Für DSA ist das schlechte daran, dass man eben schnell Systeme mit leichteren/besseren Regeln, mehr Möglichkeiten und mehr Freiheiten findet, an denen neue Spieler eher hängen bleiben, während sie an DSA abprallen.
Diese Abprallwirkung wird durch eine rauere Diskussionskultur und das typische, oben genannte Beispiel eines Threads noch bestärkt.

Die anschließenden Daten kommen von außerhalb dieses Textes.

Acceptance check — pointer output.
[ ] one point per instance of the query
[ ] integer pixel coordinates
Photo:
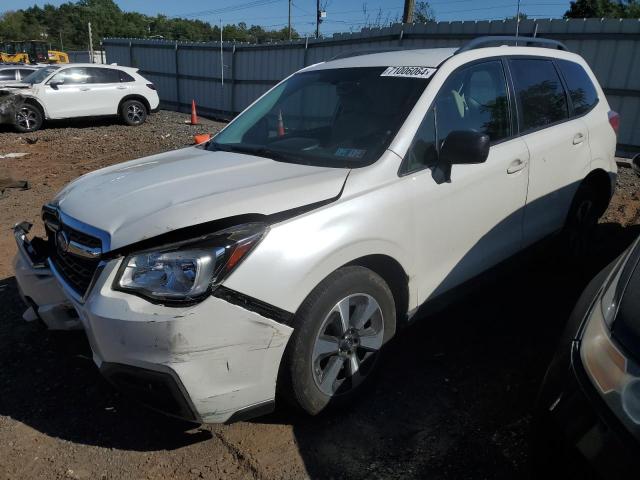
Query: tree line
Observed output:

Ich fasse mir da durchaus auch an die eigene Nase. Auch wenn ich mich erst seit ein paar Jahren mit DSA beschäftige, verstehe ich den Reiz der Detailtiefe. Es gibt für fast alles irgendwo eine Setzung, eine Quellenangabe oder eine Antwort der Redaktion. Das sorgt zum einen dafür, dass jeder ein recht klares Bild von Aventurien im Kopf hat... dummerweise sorgt es bei unklarer Quellenlage oder Grauzonen dafür, dass man herrlich stundenlang über die Unterschiede in diesem geistigen Bild diskutieren kann. Wenn man im Thema drin ist, macht das durchaus Spaß... andererseits ist es manchmal zugegebenermaßen auch lächerlich über welche Details man sich da auslässt. Kein Wunder, das dies abschreckend auf Neueinsteiger wirkt.

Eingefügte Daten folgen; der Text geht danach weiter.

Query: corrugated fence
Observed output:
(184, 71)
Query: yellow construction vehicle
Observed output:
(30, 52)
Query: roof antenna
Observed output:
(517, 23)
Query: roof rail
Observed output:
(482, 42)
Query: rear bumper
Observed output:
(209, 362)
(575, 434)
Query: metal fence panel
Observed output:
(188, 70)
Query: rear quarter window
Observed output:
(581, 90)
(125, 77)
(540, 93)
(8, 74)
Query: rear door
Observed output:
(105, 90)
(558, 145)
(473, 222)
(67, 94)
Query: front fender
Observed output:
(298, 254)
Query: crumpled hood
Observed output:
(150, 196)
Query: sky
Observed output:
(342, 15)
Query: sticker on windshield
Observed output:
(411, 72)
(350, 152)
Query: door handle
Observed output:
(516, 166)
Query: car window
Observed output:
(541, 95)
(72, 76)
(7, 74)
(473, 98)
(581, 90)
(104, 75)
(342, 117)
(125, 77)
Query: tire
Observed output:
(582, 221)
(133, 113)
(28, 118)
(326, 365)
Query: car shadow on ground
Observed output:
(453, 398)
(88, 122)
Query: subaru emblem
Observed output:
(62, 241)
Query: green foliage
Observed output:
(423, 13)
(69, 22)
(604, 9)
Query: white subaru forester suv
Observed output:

"Ich habe doch nur gefragt, ob mein Thorwaler Magier auch eine dieser coolen Krötenhaut-Rüstungen tragen kann. Wieso streiten diese Irren sich nun 3 Seiten lang über 'Bann des Eisens', das spezifische Gerüst der Rüstung, das Gesamtgewicht der Metallnieten und die Bruchfestigkeit falls man Horn- oder Knochennieten verwenden würde?!" Dramatisiert. Erlebnis frei erfunden.
Ich fürchte nur (ein wenig zynisch), das sich dies nicht ändern lässt.

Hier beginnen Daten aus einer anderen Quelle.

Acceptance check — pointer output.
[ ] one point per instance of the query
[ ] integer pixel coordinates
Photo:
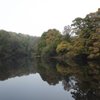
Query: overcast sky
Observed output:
(36, 16)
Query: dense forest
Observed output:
(16, 45)
(80, 39)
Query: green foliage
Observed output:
(48, 43)
(13, 44)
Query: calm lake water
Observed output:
(29, 79)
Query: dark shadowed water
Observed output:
(29, 79)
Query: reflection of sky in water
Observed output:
(31, 87)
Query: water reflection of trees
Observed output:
(82, 80)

Foren sind ohnehin ein überaltetes Internetphänomen. Discord, TikTok und sicher auch anderes, bei dem ich nicht mehr ganz Schritt halte, sind die moderneren Plattformen. Einen großen Strom neuer Stimmen kann man nicht erwarten, die hauptsächliche Belebung und Diskussion bleibt daher größtenteils bei den 'Urgesteinen'. Was die Detailtiefe der Diskussion und die teils festgefahrenen Meinungen verstärkt, was wiederum eine abschreckende Wirkung hat.